Cohen, Tal, and Petrank recently introduced layout locks, which allow fast reading and writing of objects that might have their layout changed. Reads require an extra load (it must be quarantined or dependent), writes must take the read lock (it costs about as much as a pair of quarantined reads and shunt), and transitions must take the write lock and do some extra book-keeping. We suspected that this was similar to the cost model of segmented Butterfly, except for the writing part. Segmented Butterfly only needed an extra dependency load for writing, which was slightly lower than the cost of request read lock, which would require two loads around a store. Loading around store is not easy; For example, forcing a store to occur before the x86 load would require an XCHG instruction for the store, which is more expensive than just doing a mov once. On ARM, it needs to use the ACQ /rel variables of load and Store. On the other hand, the extra dependency loads written into the segmented Butterfly did not require extra fencing on x86 or ARM. Transition and read might have the same speed when using segmented Butterfly and layout lock, but write was important to us. The writes happened frequently enough that the segmented Butterfly might be significantly faster than the Javascript object model layout lock. Moreover, the segmentation methods are not likely to reproduce in many different types of data structures. Layout locks can be useful for more complex data JSC data structures like SparseArrayValueMap and Map/WeakMap/Set due to their greater applicability. Those data structures may be too complex for segmentation, but not too complex for layout locks. Like the segmented Butterfly, layout locks might be used in conjunction with TTL inference to avoid any locks until it was needed to protect the competing transition.

conclusion

This article shows how Webkit’s Javascript implementation has been modified to support threading.
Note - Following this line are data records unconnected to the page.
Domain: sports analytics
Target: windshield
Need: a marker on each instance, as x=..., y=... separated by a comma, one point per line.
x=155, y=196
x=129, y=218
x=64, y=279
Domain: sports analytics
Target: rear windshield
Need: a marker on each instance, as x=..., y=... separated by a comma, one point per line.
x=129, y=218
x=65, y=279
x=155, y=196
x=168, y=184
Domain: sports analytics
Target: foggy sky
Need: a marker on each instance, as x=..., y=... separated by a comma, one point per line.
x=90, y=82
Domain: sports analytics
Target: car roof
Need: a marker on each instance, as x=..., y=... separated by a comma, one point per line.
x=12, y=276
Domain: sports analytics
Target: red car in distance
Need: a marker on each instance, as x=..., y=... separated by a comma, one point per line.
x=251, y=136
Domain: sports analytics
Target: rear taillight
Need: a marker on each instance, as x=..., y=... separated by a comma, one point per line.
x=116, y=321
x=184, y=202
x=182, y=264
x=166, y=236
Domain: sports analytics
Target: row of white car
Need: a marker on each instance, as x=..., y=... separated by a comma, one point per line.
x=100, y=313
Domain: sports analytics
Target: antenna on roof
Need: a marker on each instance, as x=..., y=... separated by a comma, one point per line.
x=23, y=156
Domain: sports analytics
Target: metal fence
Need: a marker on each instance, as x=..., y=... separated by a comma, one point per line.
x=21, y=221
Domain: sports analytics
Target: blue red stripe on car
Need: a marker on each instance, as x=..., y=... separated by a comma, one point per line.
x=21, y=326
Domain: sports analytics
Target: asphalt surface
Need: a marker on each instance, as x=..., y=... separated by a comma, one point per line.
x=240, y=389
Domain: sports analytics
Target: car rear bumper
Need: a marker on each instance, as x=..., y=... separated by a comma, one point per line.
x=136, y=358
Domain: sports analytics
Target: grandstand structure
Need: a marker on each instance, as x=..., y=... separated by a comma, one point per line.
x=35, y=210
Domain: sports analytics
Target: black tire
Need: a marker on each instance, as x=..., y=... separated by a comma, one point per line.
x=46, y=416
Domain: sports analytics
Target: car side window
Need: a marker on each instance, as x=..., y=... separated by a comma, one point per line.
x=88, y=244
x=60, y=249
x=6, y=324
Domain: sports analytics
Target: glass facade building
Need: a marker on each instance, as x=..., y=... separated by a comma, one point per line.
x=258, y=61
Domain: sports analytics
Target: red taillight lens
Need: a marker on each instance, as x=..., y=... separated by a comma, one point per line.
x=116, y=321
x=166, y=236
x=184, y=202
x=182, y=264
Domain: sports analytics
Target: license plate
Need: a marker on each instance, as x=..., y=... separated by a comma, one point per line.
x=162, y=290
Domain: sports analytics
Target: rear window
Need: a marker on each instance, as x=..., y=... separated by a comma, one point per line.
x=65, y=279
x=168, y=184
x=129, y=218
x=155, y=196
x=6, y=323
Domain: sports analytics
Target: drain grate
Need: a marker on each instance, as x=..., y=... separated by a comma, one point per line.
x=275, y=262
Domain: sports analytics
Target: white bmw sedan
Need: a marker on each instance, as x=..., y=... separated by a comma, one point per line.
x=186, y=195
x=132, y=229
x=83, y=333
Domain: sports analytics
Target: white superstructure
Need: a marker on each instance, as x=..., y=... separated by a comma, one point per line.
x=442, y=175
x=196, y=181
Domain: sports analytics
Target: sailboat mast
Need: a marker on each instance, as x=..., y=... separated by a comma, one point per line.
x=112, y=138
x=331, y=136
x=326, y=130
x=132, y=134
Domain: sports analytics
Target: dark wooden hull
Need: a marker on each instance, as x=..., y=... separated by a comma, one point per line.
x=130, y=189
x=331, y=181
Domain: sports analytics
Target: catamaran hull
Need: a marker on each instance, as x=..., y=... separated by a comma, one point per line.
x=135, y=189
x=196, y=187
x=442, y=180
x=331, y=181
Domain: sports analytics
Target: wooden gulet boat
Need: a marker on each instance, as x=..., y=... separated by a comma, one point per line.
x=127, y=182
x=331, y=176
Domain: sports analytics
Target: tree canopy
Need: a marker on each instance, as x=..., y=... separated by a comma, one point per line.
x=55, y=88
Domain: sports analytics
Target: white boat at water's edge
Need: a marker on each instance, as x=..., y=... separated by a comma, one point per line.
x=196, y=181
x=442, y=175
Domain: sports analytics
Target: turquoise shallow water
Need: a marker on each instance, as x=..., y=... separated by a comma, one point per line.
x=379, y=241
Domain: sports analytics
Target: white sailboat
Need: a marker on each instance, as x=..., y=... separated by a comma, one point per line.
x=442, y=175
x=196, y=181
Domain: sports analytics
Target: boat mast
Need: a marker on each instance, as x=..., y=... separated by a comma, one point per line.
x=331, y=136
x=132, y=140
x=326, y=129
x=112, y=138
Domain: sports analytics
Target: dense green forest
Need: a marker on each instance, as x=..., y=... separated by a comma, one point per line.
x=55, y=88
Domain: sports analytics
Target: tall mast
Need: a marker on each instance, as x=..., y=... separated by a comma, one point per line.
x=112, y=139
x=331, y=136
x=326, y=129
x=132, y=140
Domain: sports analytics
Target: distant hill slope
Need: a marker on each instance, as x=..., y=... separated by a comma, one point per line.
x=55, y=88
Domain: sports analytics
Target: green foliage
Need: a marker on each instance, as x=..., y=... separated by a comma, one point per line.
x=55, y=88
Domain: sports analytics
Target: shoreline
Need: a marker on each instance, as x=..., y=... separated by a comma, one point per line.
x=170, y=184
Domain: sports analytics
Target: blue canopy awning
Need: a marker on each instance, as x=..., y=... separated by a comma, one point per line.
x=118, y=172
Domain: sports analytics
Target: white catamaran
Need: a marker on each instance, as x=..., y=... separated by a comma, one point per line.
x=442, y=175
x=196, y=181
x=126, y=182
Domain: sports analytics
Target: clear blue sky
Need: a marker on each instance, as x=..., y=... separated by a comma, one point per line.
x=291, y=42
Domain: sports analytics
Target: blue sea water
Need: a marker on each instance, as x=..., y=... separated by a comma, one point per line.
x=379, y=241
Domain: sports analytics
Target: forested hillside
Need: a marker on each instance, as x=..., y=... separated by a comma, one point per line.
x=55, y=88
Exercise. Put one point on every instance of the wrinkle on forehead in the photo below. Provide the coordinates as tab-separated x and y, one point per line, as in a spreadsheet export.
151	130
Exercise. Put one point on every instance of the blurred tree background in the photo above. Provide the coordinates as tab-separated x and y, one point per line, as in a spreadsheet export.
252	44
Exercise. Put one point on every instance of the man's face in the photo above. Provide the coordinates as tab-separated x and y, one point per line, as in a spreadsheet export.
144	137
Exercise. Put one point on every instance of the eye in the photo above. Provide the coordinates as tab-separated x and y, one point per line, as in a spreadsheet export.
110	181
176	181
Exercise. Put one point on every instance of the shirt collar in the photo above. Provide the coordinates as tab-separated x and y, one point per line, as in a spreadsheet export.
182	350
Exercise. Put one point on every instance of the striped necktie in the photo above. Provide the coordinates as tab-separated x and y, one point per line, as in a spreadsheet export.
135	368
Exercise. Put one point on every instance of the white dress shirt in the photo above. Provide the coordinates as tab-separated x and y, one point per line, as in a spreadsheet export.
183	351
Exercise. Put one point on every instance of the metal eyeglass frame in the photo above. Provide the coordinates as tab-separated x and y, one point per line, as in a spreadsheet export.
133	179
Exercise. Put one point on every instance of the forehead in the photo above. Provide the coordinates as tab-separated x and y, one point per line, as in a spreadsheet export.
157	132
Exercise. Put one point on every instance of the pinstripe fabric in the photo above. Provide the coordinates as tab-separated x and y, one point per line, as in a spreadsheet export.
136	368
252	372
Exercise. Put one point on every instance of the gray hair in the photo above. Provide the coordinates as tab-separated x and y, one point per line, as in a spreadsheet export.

Our plan allows all Javascript to be shared, and our plan avoids locking on fast paths, such as property access fast paths. We want it to be able to do this with low overhead. Serialized code will experience zero overhead, while concurrent code will only experience significant overhead when it adds attributes to an object, if the object is being written by multiple threads.

The next step in this wild idea is to try it out and see if it works. We will track progress under Bug 174276.